SLOWLY BUT NOT SURELY
Things were looking sort of bright on about half my original dosage until I tried to go and pick up a crate a vegetables a mere 2 miles away from my home:
It was Tuesday, and I was driving my car to pick up my CSA share — a box full of veggies from a local farmer — just across the bridge from where I live.
Easy. Close. A simple task.
Agoraphobically, I’ve never really had a problem with bridges before. (And, architecturally, I’m fascinated by them!)
But on that day, in the middle of this unremarkable concrete bridge, I felt a small twinge of fear brewing in the basement of my stomach. Something felt wrong — indescribably and uncomfortably wrong.”
I went on to have a panic attack that seeded countless other panic attacks later that month. (They travel in packs.)
Irritated by this, and knowing that SSRI withdrawal in and of itself can cause panic attacks, I trudged on. I kept splitting my pills. Then, once I got down to about 5 mg of the stuff, pill-splitting became a pain in the ass so I switched to a liquid Celexa concoction that tasted like a moldy candy cane.
I felt hopeful — in my mind — but my body fell into the usual SSRI-withdrawal despair.
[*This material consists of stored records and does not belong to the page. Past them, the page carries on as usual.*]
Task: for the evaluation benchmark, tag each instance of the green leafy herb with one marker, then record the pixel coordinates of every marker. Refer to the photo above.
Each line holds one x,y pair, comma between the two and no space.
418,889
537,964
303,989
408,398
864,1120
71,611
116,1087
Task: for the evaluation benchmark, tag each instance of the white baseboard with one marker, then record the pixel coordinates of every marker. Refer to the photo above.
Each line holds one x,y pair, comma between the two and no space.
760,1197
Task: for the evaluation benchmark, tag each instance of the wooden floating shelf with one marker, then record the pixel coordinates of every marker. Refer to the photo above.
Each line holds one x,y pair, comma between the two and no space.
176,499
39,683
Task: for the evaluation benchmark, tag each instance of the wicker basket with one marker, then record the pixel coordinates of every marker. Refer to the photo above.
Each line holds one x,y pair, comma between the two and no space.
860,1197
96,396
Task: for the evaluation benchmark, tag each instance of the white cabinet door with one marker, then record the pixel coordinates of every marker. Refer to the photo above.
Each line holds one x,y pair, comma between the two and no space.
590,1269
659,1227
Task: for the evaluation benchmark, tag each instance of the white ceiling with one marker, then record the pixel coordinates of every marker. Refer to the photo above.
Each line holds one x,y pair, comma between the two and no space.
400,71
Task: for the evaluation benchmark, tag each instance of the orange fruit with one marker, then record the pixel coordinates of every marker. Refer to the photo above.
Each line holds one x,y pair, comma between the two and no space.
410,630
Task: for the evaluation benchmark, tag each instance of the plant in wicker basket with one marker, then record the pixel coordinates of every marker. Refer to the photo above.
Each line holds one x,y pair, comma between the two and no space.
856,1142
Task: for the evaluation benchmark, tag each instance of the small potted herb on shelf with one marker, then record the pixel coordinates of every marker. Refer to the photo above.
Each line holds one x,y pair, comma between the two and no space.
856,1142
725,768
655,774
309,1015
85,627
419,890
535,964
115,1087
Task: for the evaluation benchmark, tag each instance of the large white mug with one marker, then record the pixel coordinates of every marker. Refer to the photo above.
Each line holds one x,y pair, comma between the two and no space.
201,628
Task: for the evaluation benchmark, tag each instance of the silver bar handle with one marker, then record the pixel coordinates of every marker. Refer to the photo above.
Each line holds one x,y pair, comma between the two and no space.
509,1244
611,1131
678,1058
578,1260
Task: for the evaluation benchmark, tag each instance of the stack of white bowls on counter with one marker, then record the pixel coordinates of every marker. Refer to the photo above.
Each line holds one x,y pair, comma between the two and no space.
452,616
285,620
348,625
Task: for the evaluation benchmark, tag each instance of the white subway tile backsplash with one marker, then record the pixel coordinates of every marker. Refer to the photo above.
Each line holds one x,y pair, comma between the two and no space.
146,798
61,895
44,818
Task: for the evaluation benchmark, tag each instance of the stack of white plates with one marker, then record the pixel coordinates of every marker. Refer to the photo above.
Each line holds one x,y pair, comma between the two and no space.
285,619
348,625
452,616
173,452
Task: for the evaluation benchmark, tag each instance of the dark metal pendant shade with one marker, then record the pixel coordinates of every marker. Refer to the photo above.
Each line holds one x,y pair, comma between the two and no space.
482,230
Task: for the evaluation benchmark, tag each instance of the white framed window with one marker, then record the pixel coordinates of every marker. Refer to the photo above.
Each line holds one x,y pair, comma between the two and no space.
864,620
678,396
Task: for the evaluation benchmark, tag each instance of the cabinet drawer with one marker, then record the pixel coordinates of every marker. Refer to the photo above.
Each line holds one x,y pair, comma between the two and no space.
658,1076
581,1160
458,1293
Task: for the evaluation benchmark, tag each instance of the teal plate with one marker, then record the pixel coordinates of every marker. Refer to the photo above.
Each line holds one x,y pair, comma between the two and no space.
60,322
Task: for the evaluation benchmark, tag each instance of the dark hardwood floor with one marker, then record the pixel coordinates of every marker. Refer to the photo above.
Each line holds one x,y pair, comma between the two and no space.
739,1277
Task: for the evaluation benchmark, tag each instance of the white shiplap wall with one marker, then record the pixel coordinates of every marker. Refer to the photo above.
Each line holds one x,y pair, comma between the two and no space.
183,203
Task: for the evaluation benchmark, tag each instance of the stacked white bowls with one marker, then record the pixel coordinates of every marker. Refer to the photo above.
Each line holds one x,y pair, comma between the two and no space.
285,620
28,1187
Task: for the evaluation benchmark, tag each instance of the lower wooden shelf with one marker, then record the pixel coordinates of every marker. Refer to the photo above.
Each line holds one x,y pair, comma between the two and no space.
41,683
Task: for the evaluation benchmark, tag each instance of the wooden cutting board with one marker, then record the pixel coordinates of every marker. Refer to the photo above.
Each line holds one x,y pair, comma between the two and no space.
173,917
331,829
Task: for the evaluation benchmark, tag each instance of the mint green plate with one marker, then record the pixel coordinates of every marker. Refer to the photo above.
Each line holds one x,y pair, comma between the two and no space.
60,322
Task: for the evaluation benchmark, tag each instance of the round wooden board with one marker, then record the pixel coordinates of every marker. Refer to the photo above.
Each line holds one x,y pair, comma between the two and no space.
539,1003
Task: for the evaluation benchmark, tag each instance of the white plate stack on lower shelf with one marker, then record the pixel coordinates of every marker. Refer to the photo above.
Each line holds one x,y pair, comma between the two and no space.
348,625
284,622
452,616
Fatigue, depression, panic attacks — and the worst agoraphobia of my life.
I had a few days where I was too scared to get out of bed. Like, literally — I surrounded my bed with snacks, anti-nausea meds, and all of my other “safe” items and willed away the day while watching Big Bang Theory DVD’s on repeat. Sitting upright sent adrenaline charging through my gut. The thought of going downstairs to the kitchen or the dining room felt dangerous.
My world had grown so small.
FOOL ME TWICE, PEOPLE
I should’ve known. Paxil withdrawal was a trip and a half, and Celexa withdrawal was no different. Countless docs had told me that Celexa withdrawal wouldn’t be nearly as bad as Paxil withdrawal — but by and large, it was. It was nearly as bad.
Could I handle a pregnancy like this? Frozen under the covers in my bedroom, and reliant on Xanax if I wanted to venture down the stairs to check the mail?
To check the goddamn mail?
That’s where I gave up. If I couldn’t even check the mail without Xanax, I couldn’t survive day-to-day life with a fetus swimming around in my uterus. Would it drown in my adrenaline? How would I get to doctor’s appointments? Would my rapid heartbeat send my figurative baby-to-be into her own cardiological distress?
I called my psychiatrist and I agreed, under the duress of a miserably immobile body, to try Zoloft.